Na última terça-feira, a presença de Dilma tinha sido confirmada pelo COH numa entrevista coletiva.
A cerimônia acontecerá nas ruínas da antiga Olimpia, berço dos Jogos da Antiguidade.
Depois do acendimento, a tocha será entregue a autoridades olímpicas brasileiras, em outra cerimônia, realizada no dia 27 de abril, no estádio Panathinaikó de Atenas.
A assessoria de imprensa da Presidência argumenta que a visita não chegou a ser de fato cancelada, na medida em que "nunca foi confirmada oficialmente".

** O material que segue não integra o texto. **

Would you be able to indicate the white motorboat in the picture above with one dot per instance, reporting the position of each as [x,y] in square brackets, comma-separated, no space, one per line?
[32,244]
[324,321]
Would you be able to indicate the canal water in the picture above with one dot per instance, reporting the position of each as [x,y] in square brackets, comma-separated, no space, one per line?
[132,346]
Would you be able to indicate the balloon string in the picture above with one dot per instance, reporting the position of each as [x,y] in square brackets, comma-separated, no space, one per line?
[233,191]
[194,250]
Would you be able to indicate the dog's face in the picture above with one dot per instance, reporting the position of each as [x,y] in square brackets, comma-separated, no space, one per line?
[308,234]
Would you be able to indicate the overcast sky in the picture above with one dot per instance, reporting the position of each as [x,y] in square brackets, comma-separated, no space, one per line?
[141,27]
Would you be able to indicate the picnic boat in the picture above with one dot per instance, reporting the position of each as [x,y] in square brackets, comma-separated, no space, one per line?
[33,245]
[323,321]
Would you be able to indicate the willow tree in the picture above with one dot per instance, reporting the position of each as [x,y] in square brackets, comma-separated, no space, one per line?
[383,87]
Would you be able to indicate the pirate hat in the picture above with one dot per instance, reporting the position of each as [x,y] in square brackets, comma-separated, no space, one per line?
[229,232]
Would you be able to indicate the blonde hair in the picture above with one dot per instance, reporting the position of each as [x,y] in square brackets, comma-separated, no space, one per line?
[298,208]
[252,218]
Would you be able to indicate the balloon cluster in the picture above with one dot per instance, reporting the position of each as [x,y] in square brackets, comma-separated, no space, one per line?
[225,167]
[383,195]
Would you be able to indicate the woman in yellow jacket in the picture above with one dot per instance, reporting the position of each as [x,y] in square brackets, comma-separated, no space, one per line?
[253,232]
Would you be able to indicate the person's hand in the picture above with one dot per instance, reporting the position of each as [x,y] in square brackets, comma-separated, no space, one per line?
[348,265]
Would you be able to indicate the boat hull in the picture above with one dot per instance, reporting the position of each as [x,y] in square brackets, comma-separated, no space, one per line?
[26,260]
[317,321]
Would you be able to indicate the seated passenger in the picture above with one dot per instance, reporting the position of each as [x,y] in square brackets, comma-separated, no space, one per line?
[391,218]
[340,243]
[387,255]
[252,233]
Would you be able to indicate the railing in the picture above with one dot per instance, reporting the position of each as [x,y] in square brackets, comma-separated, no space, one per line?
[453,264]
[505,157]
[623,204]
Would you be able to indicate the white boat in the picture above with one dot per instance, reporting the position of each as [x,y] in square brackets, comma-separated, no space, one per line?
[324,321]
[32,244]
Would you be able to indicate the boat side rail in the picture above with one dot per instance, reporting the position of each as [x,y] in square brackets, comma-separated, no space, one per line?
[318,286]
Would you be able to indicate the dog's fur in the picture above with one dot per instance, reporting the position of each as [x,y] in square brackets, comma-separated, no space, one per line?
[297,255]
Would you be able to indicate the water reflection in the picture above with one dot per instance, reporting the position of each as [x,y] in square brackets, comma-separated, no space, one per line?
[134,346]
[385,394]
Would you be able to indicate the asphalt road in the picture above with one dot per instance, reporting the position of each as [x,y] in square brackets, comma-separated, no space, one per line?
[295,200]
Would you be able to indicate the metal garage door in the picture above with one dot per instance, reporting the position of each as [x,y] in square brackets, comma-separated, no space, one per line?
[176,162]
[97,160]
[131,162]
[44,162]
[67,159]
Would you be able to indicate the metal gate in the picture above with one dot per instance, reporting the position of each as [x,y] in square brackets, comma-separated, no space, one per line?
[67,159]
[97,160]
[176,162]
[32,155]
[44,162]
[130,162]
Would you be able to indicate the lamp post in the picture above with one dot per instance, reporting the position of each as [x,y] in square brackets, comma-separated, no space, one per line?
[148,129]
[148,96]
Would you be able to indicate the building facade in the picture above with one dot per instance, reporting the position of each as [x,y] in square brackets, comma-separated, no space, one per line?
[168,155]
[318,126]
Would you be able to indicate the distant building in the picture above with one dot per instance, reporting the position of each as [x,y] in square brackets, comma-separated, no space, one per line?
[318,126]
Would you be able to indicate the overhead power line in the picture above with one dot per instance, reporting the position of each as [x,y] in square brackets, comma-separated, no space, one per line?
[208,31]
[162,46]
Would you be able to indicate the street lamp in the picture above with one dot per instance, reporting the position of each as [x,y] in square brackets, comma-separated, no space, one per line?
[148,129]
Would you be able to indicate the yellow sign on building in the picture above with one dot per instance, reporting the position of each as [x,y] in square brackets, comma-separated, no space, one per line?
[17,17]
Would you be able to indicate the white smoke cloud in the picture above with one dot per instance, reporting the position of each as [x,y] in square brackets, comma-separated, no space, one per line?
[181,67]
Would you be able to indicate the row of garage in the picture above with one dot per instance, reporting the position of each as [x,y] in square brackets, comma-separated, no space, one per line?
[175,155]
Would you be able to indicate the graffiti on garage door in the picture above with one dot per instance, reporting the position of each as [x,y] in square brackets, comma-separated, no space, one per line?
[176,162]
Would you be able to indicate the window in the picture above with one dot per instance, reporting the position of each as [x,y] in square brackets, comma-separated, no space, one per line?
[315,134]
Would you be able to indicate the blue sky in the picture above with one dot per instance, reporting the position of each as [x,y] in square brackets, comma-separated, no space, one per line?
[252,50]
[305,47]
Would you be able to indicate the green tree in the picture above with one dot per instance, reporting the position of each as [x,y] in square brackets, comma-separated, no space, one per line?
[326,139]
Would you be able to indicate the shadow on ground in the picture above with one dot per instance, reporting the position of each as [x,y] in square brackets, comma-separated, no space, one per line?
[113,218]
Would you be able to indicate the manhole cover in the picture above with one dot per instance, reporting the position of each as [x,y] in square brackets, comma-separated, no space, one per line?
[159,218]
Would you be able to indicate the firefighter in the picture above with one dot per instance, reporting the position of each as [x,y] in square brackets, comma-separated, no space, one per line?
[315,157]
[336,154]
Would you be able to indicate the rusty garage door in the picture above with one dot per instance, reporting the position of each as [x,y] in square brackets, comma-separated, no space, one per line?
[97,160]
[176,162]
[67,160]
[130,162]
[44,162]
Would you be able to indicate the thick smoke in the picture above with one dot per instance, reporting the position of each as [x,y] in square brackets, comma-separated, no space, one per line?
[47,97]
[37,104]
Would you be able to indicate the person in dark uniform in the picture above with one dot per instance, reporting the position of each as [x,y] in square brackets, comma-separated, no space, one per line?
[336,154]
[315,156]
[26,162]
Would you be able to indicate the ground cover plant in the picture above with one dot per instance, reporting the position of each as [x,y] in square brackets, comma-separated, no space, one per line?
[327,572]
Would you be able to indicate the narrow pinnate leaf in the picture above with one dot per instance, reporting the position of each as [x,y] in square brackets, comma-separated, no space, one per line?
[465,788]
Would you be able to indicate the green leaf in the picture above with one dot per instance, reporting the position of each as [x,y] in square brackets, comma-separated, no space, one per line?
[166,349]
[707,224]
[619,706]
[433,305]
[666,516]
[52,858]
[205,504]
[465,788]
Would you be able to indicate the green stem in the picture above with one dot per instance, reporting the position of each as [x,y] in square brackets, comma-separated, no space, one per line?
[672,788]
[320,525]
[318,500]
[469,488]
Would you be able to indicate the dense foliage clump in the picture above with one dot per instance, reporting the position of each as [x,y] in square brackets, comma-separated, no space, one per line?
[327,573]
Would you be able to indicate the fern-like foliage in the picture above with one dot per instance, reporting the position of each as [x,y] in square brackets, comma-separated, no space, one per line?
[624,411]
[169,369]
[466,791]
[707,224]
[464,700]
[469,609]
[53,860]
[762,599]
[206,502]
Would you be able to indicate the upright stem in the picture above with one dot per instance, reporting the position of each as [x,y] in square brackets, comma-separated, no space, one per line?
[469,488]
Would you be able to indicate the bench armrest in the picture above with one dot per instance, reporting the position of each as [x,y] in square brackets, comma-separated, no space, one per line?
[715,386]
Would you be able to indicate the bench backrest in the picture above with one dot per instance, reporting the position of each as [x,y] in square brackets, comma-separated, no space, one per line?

No fim do mês passado, Dilma já havia cancelado uma viagem a Washington, capital dos Estados Unidos, onde deveria participar de uma cúpula sobre segurança nuclear.
Na ocasião, uma fonte da presidência havia atribuído a mudança na agenda "ao atual contexto político" brasileiro.
A cúpula aconteceu no dia 31 de março, dois dias depois do anúncio oficial da saida do PMDB da base aliada do governo.
Em meio ao processo de impeachment, especula-se que a Dilma prefere não viajar ao exterior para evitar que o vice-presidente Michel Temer, do PMDB, assuma a presidência, como é de praxe quando o chefe de Estado está fora do Brasil.